Moyers At The Peace Corps, Part Two
James Rowe, an influential Washington lawyer, who was also an intimate of Lyndon Johnson’s and a former aide to President Franklin Delano Roosevelt, called Shriver and said, “Sarge, I think I have good news for you. I don’t really understand how this has come about, but did you ever hear of a fellow named Bill Moyers?
Shriver tells Rowe he has never heard of Moyers.
This was all reported in Coates Redmon’s book, Come As You Are.
Rowe tells Sarge that this twenty-five-year old kid wants to work at the Peace Corps, and that he is the smartest person that Lyndon Johnson has ever had work for him, and is “one of the most gifted young legislative persons I’ve ever seen. I have no idea why in the world he wants to work in the Peace Corps. Frankly, I think it’s sort of crazy for him to want to do that. But he definitely does. He wants to meet you.”
Another version of that faithful meeting is in Gerard T. Rice’s book, The Bold Experiment. Rice writes that at the White House, Harris Wofford had heard a rumor that Moyers, the rising star of Vice-President’s staff, was eager to get involved with the Peace Corps. Wofford who was working then in the White House as a special assistant to Kennedy for Civil Rights, contacted Moyers and set up an interview with Shriver. Wofford then got an angry call from Kenny O’Donnell, “What the hell are you doing?’ he asks Wofford. “Moyers is the only man around the Vice-President who we can deal with that we like and trust, and we want to keep him right here.”
According to Rice, “White House aides regarded Moyers’s departure as an act of piracy and throughout the Kennedy years that Peace Corps had the reputation of enticing people away from other government organizations.”

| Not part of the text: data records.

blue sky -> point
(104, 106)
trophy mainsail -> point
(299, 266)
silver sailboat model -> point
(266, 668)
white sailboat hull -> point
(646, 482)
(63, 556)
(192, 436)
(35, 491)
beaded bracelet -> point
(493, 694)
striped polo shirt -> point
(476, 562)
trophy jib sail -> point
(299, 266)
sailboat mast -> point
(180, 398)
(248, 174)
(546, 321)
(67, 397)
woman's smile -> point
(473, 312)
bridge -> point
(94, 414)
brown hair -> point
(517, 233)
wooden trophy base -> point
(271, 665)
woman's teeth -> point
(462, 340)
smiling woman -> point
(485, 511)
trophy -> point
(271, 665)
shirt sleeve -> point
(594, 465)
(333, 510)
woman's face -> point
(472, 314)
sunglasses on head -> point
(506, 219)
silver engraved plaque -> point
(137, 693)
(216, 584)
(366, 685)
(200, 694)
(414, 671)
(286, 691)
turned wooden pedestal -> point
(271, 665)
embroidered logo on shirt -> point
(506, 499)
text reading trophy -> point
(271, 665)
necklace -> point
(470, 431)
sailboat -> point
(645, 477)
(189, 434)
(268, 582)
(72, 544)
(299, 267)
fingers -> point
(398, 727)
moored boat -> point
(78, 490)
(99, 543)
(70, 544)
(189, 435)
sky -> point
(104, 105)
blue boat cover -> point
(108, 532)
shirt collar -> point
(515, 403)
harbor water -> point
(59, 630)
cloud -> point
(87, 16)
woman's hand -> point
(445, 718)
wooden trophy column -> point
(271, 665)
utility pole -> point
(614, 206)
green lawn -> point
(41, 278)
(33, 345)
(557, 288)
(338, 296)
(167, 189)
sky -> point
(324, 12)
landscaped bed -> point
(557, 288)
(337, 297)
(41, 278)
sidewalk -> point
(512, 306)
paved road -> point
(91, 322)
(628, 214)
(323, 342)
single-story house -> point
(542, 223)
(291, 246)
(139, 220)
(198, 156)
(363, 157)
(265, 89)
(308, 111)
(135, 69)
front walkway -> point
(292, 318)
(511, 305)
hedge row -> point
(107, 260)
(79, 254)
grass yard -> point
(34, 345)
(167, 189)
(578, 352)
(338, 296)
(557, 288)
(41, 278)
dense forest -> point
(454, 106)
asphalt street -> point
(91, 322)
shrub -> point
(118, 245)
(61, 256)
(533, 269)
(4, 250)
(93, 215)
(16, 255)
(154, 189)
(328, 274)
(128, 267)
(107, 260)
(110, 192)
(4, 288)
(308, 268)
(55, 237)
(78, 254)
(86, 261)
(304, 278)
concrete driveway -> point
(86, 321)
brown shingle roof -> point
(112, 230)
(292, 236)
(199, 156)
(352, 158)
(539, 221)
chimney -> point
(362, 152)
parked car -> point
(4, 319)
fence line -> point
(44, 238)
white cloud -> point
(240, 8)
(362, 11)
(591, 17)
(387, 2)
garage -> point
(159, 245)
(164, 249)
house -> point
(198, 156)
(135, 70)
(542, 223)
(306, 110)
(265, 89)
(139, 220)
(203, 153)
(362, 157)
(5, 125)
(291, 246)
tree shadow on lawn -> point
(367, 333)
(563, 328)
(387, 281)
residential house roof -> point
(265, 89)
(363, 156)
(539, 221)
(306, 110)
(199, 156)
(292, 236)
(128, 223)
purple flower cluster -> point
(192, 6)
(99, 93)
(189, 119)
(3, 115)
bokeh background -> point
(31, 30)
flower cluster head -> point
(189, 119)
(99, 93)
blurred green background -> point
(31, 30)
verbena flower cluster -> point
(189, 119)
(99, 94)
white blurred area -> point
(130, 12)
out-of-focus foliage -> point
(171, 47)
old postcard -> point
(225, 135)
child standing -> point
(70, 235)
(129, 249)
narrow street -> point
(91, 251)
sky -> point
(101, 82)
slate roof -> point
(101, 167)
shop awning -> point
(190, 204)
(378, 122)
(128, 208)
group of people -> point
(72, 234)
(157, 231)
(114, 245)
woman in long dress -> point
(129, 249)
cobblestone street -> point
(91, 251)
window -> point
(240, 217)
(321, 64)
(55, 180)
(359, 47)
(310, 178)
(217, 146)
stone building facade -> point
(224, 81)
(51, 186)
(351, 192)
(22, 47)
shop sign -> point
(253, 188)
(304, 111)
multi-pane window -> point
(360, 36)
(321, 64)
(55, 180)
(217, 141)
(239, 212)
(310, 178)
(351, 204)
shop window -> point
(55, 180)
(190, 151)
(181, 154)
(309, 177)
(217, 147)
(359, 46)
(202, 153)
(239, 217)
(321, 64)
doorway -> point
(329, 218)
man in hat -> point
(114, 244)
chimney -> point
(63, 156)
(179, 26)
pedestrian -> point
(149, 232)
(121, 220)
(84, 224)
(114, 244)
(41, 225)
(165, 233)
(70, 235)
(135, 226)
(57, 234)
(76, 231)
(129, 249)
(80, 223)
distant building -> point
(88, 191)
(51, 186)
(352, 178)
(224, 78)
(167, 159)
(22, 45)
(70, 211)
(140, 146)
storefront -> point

By March 14, 1961, Moyers was named a special consultant to the Peace Corps. By 1963, he had become deputy-director of the Peace Corps, the youngest official to hold such a high-level position in the history of American governmental institutions.

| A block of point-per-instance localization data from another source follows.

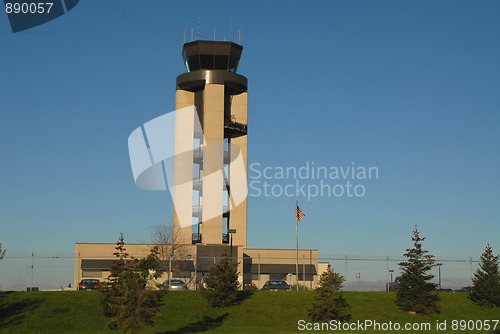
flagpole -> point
(297, 242)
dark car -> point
(175, 284)
(276, 285)
(89, 284)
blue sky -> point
(411, 87)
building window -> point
(92, 273)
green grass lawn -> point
(187, 312)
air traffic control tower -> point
(220, 96)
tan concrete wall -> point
(184, 142)
(238, 173)
(104, 251)
(213, 159)
(284, 256)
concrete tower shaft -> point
(221, 99)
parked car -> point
(89, 284)
(175, 285)
(276, 285)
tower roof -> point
(211, 55)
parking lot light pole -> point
(439, 274)
(231, 231)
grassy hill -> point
(262, 312)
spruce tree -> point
(126, 302)
(329, 304)
(415, 292)
(486, 280)
(222, 283)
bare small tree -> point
(170, 245)
(168, 241)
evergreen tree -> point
(486, 280)
(124, 298)
(222, 283)
(416, 292)
(329, 304)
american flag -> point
(299, 214)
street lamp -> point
(231, 231)
(439, 274)
(389, 286)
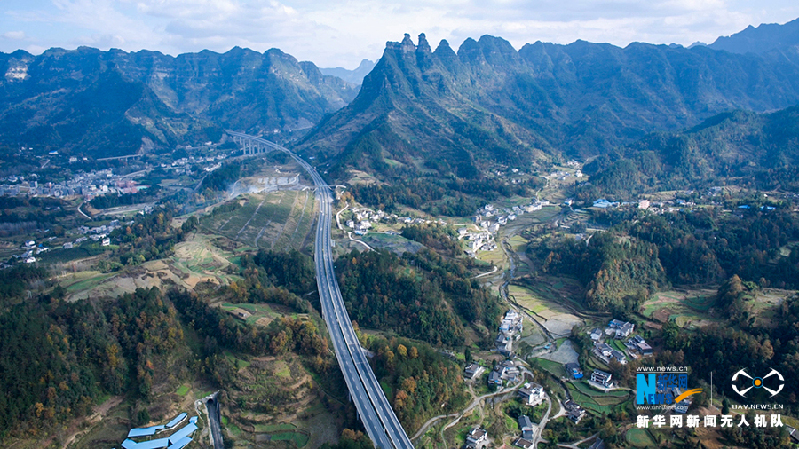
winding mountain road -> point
(373, 407)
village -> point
(616, 342)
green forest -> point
(422, 296)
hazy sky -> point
(343, 33)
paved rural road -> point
(374, 410)
(213, 418)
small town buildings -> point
(574, 370)
(619, 357)
(602, 378)
(531, 395)
(573, 411)
(603, 350)
(476, 437)
(494, 379)
(523, 443)
(620, 329)
(526, 426)
(644, 349)
(470, 372)
(598, 444)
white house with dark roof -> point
(531, 395)
(602, 378)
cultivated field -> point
(557, 319)
(686, 309)
(275, 220)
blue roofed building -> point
(152, 444)
(180, 444)
(182, 433)
(177, 420)
(145, 432)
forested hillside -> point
(423, 111)
(110, 103)
(754, 150)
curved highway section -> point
(373, 408)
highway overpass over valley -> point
(374, 409)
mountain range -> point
(418, 111)
(766, 38)
(107, 103)
(354, 76)
(462, 113)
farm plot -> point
(686, 309)
(595, 401)
(554, 317)
(279, 220)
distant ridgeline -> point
(759, 150)
(110, 103)
(441, 112)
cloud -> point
(14, 35)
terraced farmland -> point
(277, 220)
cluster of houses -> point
(477, 438)
(532, 394)
(563, 175)
(180, 437)
(573, 411)
(362, 219)
(484, 216)
(179, 166)
(507, 371)
(528, 433)
(474, 241)
(619, 330)
(510, 330)
(89, 185)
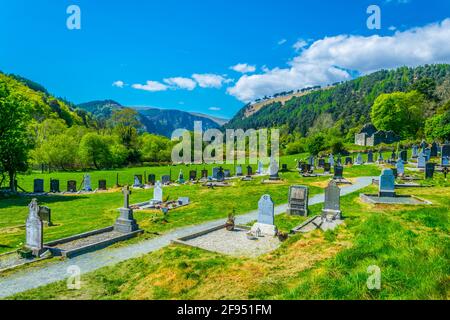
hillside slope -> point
(349, 102)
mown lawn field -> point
(409, 244)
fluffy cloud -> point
(333, 59)
(209, 80)
(181, 83)
(243, 68)
(152, 86)
(118, 84)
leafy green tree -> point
(403, 113)
(15, 141)
(94, 150)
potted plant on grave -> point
(231, 222)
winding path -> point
(29, 279)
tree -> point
(14, 138)
(402, 113)
(94, 149)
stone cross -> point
(126, 197)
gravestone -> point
(387, 184)
(434, 149)
(400, 166)
(348, 161)
(273, 169)
(220, 175)
(421, 161)
(415, 152)
(266, 217)
(87, 183)
(126, 222)
(445, 150)
(54, 186)
(331, 160)
(429, 170)
(260, 169)
(38, 186)
(157, 193)
(404, 156)
(102, 185)
(45, 214)
(215, 171)
(151, 179)
(137, 181)
(181, 177)
(182, 201)
(370, 156)
(34, 230)
(338, 172)
(380, 157)
(332, 205)
(298, 201)
(165, 179)
(71, 186)
(359, 160)
(321, 163)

During his confirmation hearings before the Senate in early February of 1963, Moyers was challenged by Senator Frank Lausche of Ohio. Lausche cited Moyers’s youth and lack of administrative experience, declaring that Moyers was “still wet behind the ears.”
This remark brought Senator Russell Long, Democrat from Louisiana, to his feet, saying that Lausche had just insulted the sovereign state of Louisiana, its people and himself, and that was because, Long explained, he, Long, had first been elected to the Senate when he was only twenty-nine. A third senator then asked, “Exactly how old are you, Mr. Moyers?”
Moyers replied, “Twenty-eight,” and then, in a fully audiable aside, added, “and a half.”
Laughter rippled through the Senate chamber. Moyers was installed in the executive suite of the Peace Corps within the week.